Help us improve the AWS re:Post Knowledge Center by sharing your feedback in a brief survey. Your input can influence how we create and update our content to better support your AWS journey.
How do I troubleshoot an EC2 Linux instance that fails a status check because of resource over-usage?
My Amazon Elastic Compute Cloud (Amazon EC2) Linux instance failed its instance status check because it no longer has available resources.
Short description
Your instance might fail its status health check because of resource usage for the following reasons:
- Your instance's CPU utilization is close to 100% and the instance didn't have enough compute capacity left for the kernel to run.
- The root device is 100% full and doesn't allow other processes to complete or begin.
- The processes that run on the instance used all of its memory and don't allow the kernel to run.
Resolution
Important: Before you stop and start your instance, take the following actions.
- Create a snapshot of your Amazon Elastic Block Store (Amazon EBS) volume.
Note: If your instance is instance store-backed or has instance store volumes that contain data, then Amazon EC2 deletes the data when you stop the instance. - Temporarily remove the instance from its Amazon EC2 Auto Scaling group.
Note: If you stop an instance that's in an Amazon EC2 Auto Scaling group, then you might terminate the instance based on your scale-in protection settings. Instances that you launch with Amazon EMR, AWS CloudFormation, or AWS Elastic Beanstalk might be in an Auto Scaling group. - Set the instance shutdown behavior to Stop to make sure that the instances don't terminate when you stop them.
Stop and start your instance to force the kernel to stop running processes. This is a temporary solution to return resources to the operating system (OS). To fix the over-usage issues, take the following actions to address the root cause.
Note: When you stop and start an instance, the instance's public IP address changes. It's a best practice to use an Elastic IP address to route external traffic to your instance instead of a public IP address.
Check the instance's CloudWatch CPU metrics
Check whether the instance's Amazon CloudWatch CPUUtilization metric is at or near 100%. If it is, then reboot your instance to return the instance to a healthy status. If the problem still occurs after reboot, then the instance's CPU requirements are higher than what your instance type offers.
To resolve this issue, change your instance type to one with higher CPU availability.
If your instance is a burstable performance instance, such as T2, T3, or T3a, then check its CPUCreditBalance metric. If the credit balance is close to zero, then Amazon EC2 throttles the instance CPU. If you set the instance's Credit specification to Standard, then change the specification to Unlimited.
Check the instance's system log for errors
Check the system log for errors such as "No space left on device" or "Out of memory."
Troubleshoot the "No space left on device" error
If the file system that contains a listed folder is full, then you receive an error similar to the following example:
"OSError: [Error 28] No space left on device '/var/lib/'"
In the preceding example, /var/lib is full.
To free up space, use the EC2 Serial Console to connect to supported Nitro-based instance types and supported bare metal instances.
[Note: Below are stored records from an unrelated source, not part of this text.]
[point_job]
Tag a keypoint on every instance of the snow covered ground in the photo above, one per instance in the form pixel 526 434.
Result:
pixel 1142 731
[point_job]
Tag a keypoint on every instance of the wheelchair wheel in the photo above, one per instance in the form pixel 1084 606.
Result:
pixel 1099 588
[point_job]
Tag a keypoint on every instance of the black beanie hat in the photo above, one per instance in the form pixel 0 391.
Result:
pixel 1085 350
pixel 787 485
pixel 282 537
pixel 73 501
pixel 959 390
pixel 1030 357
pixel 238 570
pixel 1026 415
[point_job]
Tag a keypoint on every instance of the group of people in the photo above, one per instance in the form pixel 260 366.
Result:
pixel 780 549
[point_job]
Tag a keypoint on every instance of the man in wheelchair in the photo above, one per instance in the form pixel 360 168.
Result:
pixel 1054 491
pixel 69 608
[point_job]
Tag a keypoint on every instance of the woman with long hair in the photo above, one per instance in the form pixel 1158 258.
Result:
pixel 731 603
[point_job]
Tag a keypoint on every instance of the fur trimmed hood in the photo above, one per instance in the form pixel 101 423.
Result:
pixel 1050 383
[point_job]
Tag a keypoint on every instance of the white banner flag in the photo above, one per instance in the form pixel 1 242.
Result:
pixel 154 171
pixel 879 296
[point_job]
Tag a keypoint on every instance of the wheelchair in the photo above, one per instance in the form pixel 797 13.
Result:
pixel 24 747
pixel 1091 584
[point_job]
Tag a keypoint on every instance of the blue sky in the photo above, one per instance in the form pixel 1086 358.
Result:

Then, delete the unneeded files. You don't need a functional connection to connect to your instance when you use the EC2 Serial Console.
If you haven't used the EC2 Serial Console before, then make sure that you adhere to the prerequisites. If your instance is unreachable and you haven't already configured access to the serial console, then you can't use the EC2 Serial Console.
If you can't use the EC2 Serial Console, then complete the following steps to launch a rescue instance and remove unneeded files:
-
Launch a new rescue instance in your virtual private cloud (VPC). Use the same Amazon Machine Image (AMI) and the same Availability Zone as the instance that failed its status check.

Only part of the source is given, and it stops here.